We have demonstrated the first SAR image from our drone radar system at Flint Hall Farm. The site is situated adjacent to the M25 and contains several landslide systems that pose a significant geohazard risk to this critical infrastructure. Conducting landslide assessments along transportation corridors is essential to the sustainability of critical infrastructure. The site has been routinely monitored by geotechnical engineers following a landslide that encroached onto the hard shoulder in December 2000. InSAR has been widely used to identify potential landslides and monitor millimetric rates of surface deformation. Downscaling InSAR from satellites to drones will provide improved spatial–temporal data resolutions and operational flexibility. This transition is made possible by recent technological advancements in drones and SDR processing power.
Long-term, multi-temporal and multi-pass drone InSAR is still yet to be demonstrated in the literature and is the motivation for the development of our drone radar system. The goal of this research is the downscaling of InSAR from satellites to drones, and the first step in achieving this is demonstrating drone SAR imaging. This case study demonstrates the functionality of the developed drone radar system in acquiring SAR imagery that will be used in downstream InSAR processing for deformation monitoring of the landslide at Flint Hall Farm and other geotechnical hazards and infrastructure. The drone SAR image from Flint Hall Farm is a novel achievement and provides an improved spatial resolution compared to satellite SAR. Discrete targets on the landslide slope are visible as bright pixels (Figure 17).
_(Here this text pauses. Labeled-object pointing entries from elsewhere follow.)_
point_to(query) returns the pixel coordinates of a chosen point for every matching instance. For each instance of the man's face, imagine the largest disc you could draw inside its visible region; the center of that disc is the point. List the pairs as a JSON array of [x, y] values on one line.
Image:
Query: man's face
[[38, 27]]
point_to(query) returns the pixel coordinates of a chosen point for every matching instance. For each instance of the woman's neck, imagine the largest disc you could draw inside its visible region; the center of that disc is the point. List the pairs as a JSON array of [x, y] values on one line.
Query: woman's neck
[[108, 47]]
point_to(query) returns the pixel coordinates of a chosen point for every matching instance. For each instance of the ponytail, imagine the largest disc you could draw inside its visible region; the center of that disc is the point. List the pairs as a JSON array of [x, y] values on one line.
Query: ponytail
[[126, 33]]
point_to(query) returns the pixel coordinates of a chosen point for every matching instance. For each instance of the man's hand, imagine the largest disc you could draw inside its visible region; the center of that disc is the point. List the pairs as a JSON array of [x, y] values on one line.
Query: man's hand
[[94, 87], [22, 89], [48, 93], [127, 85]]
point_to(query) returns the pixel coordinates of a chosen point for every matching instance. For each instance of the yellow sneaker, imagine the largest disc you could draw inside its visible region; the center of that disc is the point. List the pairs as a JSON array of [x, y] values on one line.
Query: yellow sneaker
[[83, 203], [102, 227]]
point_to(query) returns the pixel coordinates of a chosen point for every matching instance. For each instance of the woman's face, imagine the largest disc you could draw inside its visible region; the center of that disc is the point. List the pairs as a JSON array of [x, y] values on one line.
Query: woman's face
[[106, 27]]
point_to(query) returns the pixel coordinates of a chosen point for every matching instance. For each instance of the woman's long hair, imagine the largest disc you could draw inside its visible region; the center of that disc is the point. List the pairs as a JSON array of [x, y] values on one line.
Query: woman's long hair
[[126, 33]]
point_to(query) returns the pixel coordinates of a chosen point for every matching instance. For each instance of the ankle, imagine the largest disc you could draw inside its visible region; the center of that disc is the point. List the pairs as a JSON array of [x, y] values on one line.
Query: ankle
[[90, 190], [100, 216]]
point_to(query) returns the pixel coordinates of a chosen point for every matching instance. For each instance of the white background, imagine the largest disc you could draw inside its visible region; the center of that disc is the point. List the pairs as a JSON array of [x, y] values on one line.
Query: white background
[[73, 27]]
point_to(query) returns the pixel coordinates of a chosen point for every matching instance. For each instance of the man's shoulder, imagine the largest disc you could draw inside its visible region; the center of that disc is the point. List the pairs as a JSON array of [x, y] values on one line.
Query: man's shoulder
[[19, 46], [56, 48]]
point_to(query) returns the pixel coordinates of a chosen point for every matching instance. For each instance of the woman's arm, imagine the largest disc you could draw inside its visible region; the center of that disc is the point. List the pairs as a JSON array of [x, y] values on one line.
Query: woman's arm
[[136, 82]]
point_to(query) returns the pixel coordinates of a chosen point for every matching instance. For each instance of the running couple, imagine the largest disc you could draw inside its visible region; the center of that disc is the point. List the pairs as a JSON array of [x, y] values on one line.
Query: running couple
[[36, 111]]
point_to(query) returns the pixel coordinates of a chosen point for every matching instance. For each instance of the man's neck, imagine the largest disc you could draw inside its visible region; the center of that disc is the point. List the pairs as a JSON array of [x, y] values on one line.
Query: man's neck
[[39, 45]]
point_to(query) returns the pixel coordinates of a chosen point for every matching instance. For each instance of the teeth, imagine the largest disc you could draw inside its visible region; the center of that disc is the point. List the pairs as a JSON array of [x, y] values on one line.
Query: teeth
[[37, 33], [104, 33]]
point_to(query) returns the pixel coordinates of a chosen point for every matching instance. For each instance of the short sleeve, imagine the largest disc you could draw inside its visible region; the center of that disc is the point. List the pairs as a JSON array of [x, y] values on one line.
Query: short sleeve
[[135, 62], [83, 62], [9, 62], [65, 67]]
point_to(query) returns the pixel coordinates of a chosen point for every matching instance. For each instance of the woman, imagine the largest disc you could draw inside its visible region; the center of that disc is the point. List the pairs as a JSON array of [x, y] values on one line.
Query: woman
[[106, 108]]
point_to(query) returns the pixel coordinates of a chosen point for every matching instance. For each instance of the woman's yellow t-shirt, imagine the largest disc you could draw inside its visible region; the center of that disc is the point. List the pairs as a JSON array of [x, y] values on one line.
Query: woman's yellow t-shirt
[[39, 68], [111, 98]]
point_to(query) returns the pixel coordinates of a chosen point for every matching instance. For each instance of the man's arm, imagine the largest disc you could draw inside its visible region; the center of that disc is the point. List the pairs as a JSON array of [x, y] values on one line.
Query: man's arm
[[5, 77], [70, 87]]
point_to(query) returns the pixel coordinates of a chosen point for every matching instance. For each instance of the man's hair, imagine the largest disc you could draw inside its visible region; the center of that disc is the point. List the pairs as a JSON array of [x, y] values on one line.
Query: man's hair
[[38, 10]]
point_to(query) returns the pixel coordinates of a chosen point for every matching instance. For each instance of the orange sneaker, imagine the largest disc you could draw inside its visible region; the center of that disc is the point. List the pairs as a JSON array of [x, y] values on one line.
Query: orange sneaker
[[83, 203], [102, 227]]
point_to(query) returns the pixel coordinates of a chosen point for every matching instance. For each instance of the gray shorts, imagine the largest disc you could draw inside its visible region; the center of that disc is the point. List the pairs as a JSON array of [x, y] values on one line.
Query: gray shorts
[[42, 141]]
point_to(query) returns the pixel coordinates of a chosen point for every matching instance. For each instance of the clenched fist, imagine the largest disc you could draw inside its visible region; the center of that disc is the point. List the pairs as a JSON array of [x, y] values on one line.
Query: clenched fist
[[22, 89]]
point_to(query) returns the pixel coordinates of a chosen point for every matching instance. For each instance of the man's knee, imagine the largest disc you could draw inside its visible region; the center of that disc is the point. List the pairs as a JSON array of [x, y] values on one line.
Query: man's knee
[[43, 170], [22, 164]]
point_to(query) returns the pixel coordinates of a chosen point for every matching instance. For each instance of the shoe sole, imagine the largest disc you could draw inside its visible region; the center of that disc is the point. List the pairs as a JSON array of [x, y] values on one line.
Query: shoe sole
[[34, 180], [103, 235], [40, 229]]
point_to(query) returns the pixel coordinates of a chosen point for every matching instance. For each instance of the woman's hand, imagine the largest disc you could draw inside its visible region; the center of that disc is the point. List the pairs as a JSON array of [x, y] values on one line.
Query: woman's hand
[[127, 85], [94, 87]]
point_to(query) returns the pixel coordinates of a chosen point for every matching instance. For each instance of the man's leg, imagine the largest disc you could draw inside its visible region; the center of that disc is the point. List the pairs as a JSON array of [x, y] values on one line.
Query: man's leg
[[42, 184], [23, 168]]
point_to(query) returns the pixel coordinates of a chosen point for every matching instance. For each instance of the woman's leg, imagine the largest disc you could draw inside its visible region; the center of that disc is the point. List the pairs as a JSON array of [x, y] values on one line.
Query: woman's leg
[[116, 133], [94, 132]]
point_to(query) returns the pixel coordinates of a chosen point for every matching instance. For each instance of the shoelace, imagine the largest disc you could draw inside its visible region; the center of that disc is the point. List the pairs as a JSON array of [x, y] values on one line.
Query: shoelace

Ongoing and future work includes repeat-pass SAR data collection and developing the InSAR processing chain for drone SAR data to provide meaningful deformation outputs for the landslides and other geotechnical hazards and infrastructure.
The main contributions of this work include:
  • The first SAR image from our drone radar system. This is a newly developing field of remote sensing research, with few authors demonstrating similar systems. The image validates our custom and novel hardware production of CCL radar horn antennas.
  • A comparison of the drone SAR image and Sentinel-1 SAR shows that the former provides an improved centimetric spatial resolution compared to the meter-level resolution of the latter. This is useful for the identification and imaging of small and closely spaced targets, such as the corner reflectors and in situ instrumentation at Flint Hall Farm.
  • A complete overview of the hardware and software development for the drone radar system; other demonstrations of drone radar systems in the literature do not provide such a comprehensive account.

Author Contributions

Conceptualization, A.C., J.A.L., P.J.M., R.G. and S.A.; methodology, A.C., J.A.L. and S.A.; software, A.C.; validation, A.C.; formal analysis, A.C.; investigation, A.C. and S.A.; resources, A.C.; data curation, A.C.; writing—original draft preparation, A.C.; writing—review and editing, A.C., J.A.L., P.J.M., R.G. and S.A.; visualization, A.C.; supervision, J.A.L., P.J.M. and R.G.; project administration, A.C. and J.A.L.; funding acquisition, A.C., J.A.L. and S.A. All authors have read and agreed to the published version of the manuscript.

Funding

This research was funded by the Nuclear Liabilities Fund (NLF) via EDF Energy.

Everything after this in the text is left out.